Bogado.net

Using unicode on Java

Unicode strings are notorious problematic. Java strings are encoded with UTF-16 for simpler usage in most cases, and yes that means that a char or Character in java occupy 16bits or bytes and that most of the Strings in java are almost double than the counterpart in C or C++. The advantage is that you don’t need O(n) to find the n<sup>th</sup> valid position on a String.

Reversing a string

The problem of reversing a string is a good on to investigate some of the techniques of iterating over an string. We will start with a couple of "bad implementations" and also a few good ones. The effects of selecting the wrong API range from really bad, that starts breaking with something as similar to English as Spanish or french to something that requires a less common languages and unfortunately also with the very popular emoji characters.

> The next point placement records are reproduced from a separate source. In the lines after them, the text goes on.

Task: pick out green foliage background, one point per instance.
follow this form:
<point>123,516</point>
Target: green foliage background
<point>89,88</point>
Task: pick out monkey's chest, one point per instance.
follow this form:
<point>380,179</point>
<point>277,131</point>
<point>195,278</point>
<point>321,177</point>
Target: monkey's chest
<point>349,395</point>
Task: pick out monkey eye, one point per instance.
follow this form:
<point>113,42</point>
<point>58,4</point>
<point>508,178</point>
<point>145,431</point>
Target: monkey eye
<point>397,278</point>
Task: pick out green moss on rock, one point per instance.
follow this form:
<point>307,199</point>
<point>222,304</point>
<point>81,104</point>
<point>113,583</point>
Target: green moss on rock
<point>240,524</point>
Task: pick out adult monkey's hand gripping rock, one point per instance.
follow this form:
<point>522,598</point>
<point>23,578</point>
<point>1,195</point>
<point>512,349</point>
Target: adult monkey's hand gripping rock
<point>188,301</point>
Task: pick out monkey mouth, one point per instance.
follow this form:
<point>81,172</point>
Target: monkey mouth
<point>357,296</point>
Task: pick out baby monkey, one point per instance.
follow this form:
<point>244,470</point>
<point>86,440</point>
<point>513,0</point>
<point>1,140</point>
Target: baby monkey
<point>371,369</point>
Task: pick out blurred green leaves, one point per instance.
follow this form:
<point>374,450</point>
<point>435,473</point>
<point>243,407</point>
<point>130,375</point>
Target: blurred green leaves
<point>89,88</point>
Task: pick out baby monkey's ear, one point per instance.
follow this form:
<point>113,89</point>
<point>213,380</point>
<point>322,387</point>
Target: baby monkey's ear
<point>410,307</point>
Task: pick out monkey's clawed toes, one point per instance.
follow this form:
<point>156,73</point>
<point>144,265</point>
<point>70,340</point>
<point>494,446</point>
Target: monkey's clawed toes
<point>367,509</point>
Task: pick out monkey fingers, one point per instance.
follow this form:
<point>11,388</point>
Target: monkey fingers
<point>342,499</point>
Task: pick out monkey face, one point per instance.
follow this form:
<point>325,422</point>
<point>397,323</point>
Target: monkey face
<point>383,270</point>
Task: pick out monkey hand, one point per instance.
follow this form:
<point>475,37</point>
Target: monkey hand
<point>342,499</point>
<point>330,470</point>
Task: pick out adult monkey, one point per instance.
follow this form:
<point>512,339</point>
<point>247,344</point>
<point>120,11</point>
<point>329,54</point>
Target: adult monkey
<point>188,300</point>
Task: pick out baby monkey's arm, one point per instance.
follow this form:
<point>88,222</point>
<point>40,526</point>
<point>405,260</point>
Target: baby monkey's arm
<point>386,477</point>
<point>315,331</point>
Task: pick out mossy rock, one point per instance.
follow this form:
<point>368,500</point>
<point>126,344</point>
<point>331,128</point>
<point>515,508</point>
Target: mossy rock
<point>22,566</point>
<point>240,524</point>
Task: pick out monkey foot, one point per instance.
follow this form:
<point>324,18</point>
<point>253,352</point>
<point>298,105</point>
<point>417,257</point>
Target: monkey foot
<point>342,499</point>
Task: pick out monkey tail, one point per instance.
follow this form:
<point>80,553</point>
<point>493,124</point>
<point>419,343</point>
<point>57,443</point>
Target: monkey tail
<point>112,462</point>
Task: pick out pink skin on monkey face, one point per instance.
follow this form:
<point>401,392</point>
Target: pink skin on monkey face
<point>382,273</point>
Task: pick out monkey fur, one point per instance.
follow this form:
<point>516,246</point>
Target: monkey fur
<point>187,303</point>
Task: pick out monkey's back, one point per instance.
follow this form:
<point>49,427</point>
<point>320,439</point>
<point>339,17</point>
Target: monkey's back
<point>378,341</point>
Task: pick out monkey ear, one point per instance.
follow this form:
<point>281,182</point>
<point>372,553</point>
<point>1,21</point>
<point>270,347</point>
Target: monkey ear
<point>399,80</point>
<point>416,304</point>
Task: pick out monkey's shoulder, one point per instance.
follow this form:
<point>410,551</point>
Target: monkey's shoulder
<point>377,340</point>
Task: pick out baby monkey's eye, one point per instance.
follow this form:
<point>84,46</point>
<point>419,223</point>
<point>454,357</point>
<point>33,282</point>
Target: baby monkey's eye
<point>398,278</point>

Using bytes, the bad approach

If you come from a C or C++ background you could easily fall into the trap of thinking that bytes are as good as char when iterating a string, but if you read before you can start to see how this will break. One could even imagine that this would break spectacularly, if char have two bytes then one possibility, when iterating through a string, is to get zeros interleaving the normal characters.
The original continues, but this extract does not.